É de pessoas com atitude que o Brasil precisa.
Leia e veja como este texto tem muito a ver com os dias de hoje.

A FÁBULA DO VENDEDOR DE CACHORROS-QUENTES.
Era uma vez um homem que vivia na beira de uma estrada vendendo cachorro-quente. Ele não tinha rádio, TV e nem lia Jornal. Preocupava-se apenas em produzir e vender bons cachorros-quentes. Prezava muito a qualidade do pão, da salsicha e do atendimento ao seu cliente.
Ele também sabia divulgar como ninguém seu produto: colocava cartazes pela estrada, oferecia em voz alta e o povo comprava.
Usava o melhor pão e a melhor salsicha. O negócio, como não podia ser diferente, prosperava. Tanto que ele conseguiu mandar seu filho estudar na melhor faculdade do país.

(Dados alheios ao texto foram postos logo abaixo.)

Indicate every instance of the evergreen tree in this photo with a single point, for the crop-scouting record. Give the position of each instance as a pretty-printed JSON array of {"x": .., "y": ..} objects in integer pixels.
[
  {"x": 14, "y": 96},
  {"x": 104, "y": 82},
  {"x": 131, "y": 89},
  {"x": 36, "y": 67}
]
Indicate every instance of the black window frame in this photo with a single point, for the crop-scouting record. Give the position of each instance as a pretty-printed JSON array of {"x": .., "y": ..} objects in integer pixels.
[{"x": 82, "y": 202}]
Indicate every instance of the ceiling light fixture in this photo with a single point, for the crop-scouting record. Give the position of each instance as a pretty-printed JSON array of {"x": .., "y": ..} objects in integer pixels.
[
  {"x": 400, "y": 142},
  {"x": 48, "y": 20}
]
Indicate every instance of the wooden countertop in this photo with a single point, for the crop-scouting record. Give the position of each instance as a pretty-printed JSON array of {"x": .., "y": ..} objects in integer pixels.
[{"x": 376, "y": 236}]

Um dia, seu filho já formado voltou para casa. E falou ao pai:
– Pai, você não ouve rádio, não vê TV, não lê os Jornais? A situação é crítica, o país vai quebrar.
Depois de ouvir isso, o homem pensou: “Meu filho estudou fora, lê jornais e vê TV. Deve estar com a razão”.

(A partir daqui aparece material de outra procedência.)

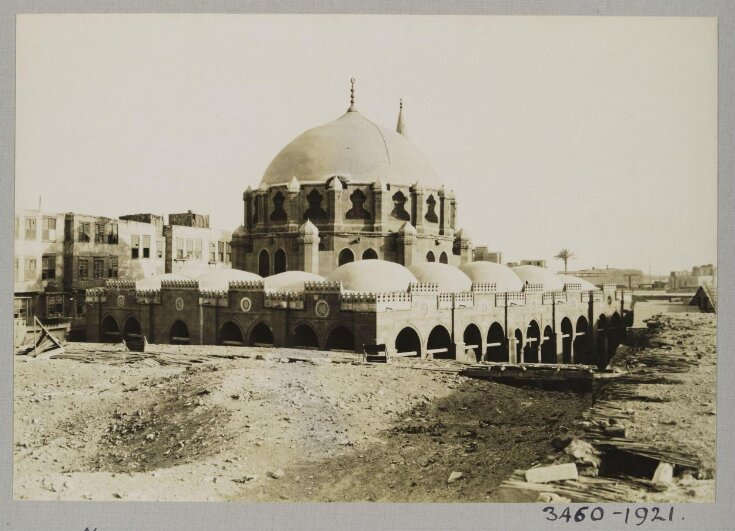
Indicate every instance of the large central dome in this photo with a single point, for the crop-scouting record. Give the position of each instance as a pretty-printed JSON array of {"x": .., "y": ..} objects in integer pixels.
[{"x": 355, "y": 148}]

E com medo, procurou um fornecedor mais barato para o pão e as salsichas. Pra economizar, parou de fazer seus cartazes de propaganda que espalhava pela estrada. Abatido pela notícia da crise já não oferecia seu produto em alta voz.
As vendas, é claro, despencaram até o negócio quebrar.
Então o pai muito triste, falou para o filho:
– Você estava certo filho, estamos no pior momento de todos os tempos.

TEXTO 2
O caldo-de-cana e a crise
Parece que a atual crise econômica tem mesmo proporções maiores do que as que presenciei nestes quarenta e tantos anos de profissão. Por força do ofício, leio mais jornais e revistas do que gostaria. E isso me afasta da leitura prazerosa dos livros empilhados sobre o criado-mudo, que visito à noite, antes de dormir. Lê-los é um ótimo remédio contra os infortúnios dos noticiários e da vida.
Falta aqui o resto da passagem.